Now that the ink is drying on the UK/EU Trade and Cooperation Agreement, it is clear that the lauded ‘zero tariffs, zero quotas’ headline is not all it seems - a significant omission from the headline is that zero tariffs and quotas are available only for eligible goods.
The 1449 page agreement contains specific rules of origin that must be fulfilled to achieve the headline benefits. This means that goods must ‘originate’ in either the UK or the EU to qualify for preference. Goods that are wholly produced i.e. grown, fished, farmed, or mined, are fine as they will qualify as originating – manufactured goods, however, have stringent rules to meet.
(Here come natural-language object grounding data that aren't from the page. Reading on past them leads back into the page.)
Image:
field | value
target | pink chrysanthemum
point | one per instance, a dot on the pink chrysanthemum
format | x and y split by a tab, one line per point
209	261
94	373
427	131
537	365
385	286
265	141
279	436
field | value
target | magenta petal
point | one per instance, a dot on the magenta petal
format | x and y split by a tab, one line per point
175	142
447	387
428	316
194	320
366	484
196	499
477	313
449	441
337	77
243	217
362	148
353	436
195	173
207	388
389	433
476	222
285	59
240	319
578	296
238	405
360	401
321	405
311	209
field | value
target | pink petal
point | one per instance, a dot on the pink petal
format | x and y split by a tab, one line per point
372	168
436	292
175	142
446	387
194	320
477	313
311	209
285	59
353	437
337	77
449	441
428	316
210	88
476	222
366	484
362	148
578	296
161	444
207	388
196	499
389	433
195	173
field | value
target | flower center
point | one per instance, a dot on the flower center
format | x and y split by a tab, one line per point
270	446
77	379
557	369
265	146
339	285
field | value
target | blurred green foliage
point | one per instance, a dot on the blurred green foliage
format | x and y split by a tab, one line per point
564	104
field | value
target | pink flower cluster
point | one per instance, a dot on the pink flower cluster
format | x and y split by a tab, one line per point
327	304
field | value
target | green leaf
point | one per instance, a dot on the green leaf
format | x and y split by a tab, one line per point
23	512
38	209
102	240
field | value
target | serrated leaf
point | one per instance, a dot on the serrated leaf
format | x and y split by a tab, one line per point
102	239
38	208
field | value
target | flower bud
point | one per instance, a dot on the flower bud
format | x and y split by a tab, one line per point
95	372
It is not as simple as having one rule covering all manufactured goods; there are different rules in place for various goods, making it essential to determine the correct commodity code for the manufactured product as a starting point. The commodity code determines which rule of origin is applicable. For some products, a manufacturing process that adds a specified percentage of local value may be sufficient. Some products allow a maximum level of non-originating content, e.g. 45/50/70% of the ex-works selling price (the level varies from product to product). Others require that any non-originating materials must be from a different tariff heading than the manufactured product, sometimes with, and sometimes without a tolerance level for inclusion of non-originating materials.
It is not enough to assume that added value will confer UK origin. If the applicable rule requires a change in tariff heading, added value can only confer origin if the value of non-originating materials, of the same tariff heading, is within a tolerance of 10% of the ex-works selling price.
There are also minimum processing requirements, whereby a manufacturing activity must have sufficient processing levels and conform to the strict origin rules for the relevant commodity code.
Another point businesses should be aware of is that when goods are exported from a customs territory, they lose their economic origin status. For example, this means that shoes originating in Portugal will lose their EU preferential origin status when they are exported to the UK. If they are subsequently shipped to Ireland, they will a) not have EU origin status, and b) not have UK origin status as they have not been processed in the UK; they will be subject to full EU duty charges on the shipment into Ireland.
Evidence that goods meet the rules of origin must be maintained – this may mean obtaining legal declarations from suppliers that their components originate, which can be an onerous commitment for products manufactured from a complex bill of materials. If the proportion of non-originating materials for a manufactured product is close to the allowable tolerance, a small change in supplier pricing or even a fluctuation in the currency exchange rate can disqualify the manufactured product's originating status. While the UK offers a 12 month grace period on the requirement to hold evidence at the time of shipment, the EU has so far remained silent.
The customs duty origin and classification rules are complex and, as duty is irrecoverable, significant unexpected costs can arise if mistakes are made. The UK/EU trade deal has been widely publicised as providing for zero-tariffs on UK/EU trade, and while this may be the case for some, it won't be the case for all, as eligibility criteria has to be met.